July 3, 2013 | Lynaae Lockett
The United States has entered an era when more public health attention is being given to efforts to protect and improve the health of the American people and environment. The continuing increase in the cost of medical care has the attention of public health officials and policy makers. Public health nursing is rooted to promote physical and mental health and the prevention of disease, injury, and disability. The practice of public health nursing encompasses the individual client, the family and support system of the client, as well as the community in which the client resides. Public health nurses can practice in client’s homes, local health departments, community health clinics, schools, and community service institutions. These nurses provides services to monitor health status; identify health problems; educate people about health issues; develop partnerships to identify and solve problems; develop policies and plans for individuals and communities; link people to resources to have access to health care when otherwise unavailable; and evaluate the effectiveness, accessibility, and quality of personal and population-based services.
While there are many roles in public health nursing, the area that I want to spotlight today is the school nurse. A school nurse provides many services to the students beside the routine eye exams and the scoliosis check. A school nurse supports the provision of quality health services in schools to promote student health. The school nursing programs also assists schools with an all-hazard approach to emergency preparedness. School nurses give care to children as direct caregivers, educators, counselors, consultants, and case managers. The need for school nurses is only increasing and demand is expected to rise. According to Healthy People 2020, one objective or goal to achieve is 1 nurse for every 750 students in each school (USDHHS, 2013). In 2006, the data reflected that 40.6% of schools have obtained that goal. Healthy People 2020 have targeted to increase that goal to 44.7% by 2020. Many of our schools do not have a school nurse present in the building every day, and this evidence personifies that demand and need for school nurses.
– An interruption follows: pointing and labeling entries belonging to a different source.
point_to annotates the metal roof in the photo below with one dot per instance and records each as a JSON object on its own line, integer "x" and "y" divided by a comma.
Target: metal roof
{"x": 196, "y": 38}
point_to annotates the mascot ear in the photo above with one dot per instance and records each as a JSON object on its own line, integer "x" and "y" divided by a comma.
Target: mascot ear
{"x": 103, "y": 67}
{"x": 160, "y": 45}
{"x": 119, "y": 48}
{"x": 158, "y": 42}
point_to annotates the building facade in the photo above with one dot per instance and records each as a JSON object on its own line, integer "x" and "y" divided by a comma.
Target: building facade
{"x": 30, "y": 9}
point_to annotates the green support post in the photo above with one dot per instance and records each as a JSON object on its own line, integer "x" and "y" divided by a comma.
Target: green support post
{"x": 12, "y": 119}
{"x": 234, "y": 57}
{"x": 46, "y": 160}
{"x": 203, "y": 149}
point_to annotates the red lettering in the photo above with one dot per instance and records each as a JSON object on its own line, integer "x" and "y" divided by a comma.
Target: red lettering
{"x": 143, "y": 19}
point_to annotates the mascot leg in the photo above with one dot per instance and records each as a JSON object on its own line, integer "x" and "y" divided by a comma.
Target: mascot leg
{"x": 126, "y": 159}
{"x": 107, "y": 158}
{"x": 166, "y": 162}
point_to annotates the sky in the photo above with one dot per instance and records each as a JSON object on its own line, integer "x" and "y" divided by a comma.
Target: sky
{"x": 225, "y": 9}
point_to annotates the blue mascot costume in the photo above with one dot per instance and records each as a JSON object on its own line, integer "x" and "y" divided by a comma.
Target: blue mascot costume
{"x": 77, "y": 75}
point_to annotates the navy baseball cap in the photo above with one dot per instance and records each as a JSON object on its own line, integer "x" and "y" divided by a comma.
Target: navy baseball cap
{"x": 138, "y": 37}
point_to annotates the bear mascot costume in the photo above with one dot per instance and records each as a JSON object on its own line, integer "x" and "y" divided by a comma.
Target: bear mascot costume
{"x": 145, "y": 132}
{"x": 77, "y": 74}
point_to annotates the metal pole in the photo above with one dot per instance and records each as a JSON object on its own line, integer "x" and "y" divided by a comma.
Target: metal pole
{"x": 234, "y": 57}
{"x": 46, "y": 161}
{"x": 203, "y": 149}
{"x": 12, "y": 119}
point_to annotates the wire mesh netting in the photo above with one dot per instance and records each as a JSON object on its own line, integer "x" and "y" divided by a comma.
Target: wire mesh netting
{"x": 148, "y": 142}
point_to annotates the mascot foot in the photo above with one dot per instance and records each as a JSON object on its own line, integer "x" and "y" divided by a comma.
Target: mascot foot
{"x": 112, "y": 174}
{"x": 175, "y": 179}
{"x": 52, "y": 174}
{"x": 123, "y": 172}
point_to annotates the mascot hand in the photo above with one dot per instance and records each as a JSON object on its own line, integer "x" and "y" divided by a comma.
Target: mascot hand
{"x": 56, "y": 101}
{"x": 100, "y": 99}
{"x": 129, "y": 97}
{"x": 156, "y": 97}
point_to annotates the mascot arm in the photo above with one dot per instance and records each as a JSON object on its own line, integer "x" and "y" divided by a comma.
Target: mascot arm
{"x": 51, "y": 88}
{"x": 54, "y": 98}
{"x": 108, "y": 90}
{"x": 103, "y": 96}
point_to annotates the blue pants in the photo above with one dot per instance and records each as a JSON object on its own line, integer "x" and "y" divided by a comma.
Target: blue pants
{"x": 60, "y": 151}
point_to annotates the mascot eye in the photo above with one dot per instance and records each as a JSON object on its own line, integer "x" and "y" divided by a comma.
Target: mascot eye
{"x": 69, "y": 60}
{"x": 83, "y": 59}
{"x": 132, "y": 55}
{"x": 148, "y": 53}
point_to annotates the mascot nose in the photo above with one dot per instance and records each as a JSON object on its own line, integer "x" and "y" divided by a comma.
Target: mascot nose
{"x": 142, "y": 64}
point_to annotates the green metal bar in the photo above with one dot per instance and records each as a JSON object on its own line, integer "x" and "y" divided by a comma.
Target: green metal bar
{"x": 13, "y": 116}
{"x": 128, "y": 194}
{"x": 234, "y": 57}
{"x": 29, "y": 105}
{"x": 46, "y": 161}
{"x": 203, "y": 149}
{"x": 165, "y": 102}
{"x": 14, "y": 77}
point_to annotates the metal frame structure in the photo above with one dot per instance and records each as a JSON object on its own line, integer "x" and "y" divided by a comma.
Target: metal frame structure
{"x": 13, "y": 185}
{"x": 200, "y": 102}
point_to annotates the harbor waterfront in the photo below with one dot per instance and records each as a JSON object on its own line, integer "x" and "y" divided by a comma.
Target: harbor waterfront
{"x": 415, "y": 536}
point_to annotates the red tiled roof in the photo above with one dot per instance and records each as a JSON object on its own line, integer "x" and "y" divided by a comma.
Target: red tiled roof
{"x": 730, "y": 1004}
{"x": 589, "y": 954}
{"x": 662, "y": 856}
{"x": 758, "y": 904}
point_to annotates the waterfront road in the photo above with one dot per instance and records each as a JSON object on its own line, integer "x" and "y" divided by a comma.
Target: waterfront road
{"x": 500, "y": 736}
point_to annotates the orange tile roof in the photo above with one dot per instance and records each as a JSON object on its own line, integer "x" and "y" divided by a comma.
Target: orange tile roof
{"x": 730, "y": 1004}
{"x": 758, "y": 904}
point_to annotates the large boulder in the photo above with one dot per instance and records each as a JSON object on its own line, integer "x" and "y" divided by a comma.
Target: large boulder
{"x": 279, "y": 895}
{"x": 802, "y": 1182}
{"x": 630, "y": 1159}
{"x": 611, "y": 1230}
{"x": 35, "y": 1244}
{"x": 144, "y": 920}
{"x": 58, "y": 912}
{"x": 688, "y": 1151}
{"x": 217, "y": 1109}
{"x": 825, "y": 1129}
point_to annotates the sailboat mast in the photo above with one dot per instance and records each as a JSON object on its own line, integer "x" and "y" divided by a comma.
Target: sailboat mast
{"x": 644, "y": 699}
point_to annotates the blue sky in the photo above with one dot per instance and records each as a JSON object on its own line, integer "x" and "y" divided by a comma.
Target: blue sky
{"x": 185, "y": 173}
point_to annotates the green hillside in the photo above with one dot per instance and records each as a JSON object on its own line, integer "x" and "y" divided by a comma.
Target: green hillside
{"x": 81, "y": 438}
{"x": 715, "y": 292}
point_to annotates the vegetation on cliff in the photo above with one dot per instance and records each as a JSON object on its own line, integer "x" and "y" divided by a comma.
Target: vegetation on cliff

This leads to the next question. What are the qualifications to become a school nurse? The National Association of School Nurses (NASN) recommends that a school nurse be registered nurses who have a bachelor’s degree in nursing and a special certification in school nurse (Lancaster & Stanhope, 2012). These are the recommendations but each state establishes their own guidelines or qualifications for the school nurse position in its district. A study was conducted by the Centers for Disease Control and Prevention in 2006 identified that only three states (Delaware, District of Columbia, and New Jersey) required schools to have a full-time school nurse (Lancaster & Stanhope, 2012).
The need role of the school nurse is expanding to help provide the care our students need during school hours. In addition, the future of school nursing is evolving and will become more technology savvy. For instance, telehealth and telecounseling will enable school nurses to teach health education. The Internet will be a line of communication between the school nurses and the children and their parents, and teleclinics will be operated out of school to provide services to the students. Due to continuous changes in the medical profession, school nurses need to familiarize themselves with these evolving practices so the care provided to the children can be enhanced by new trends in health care.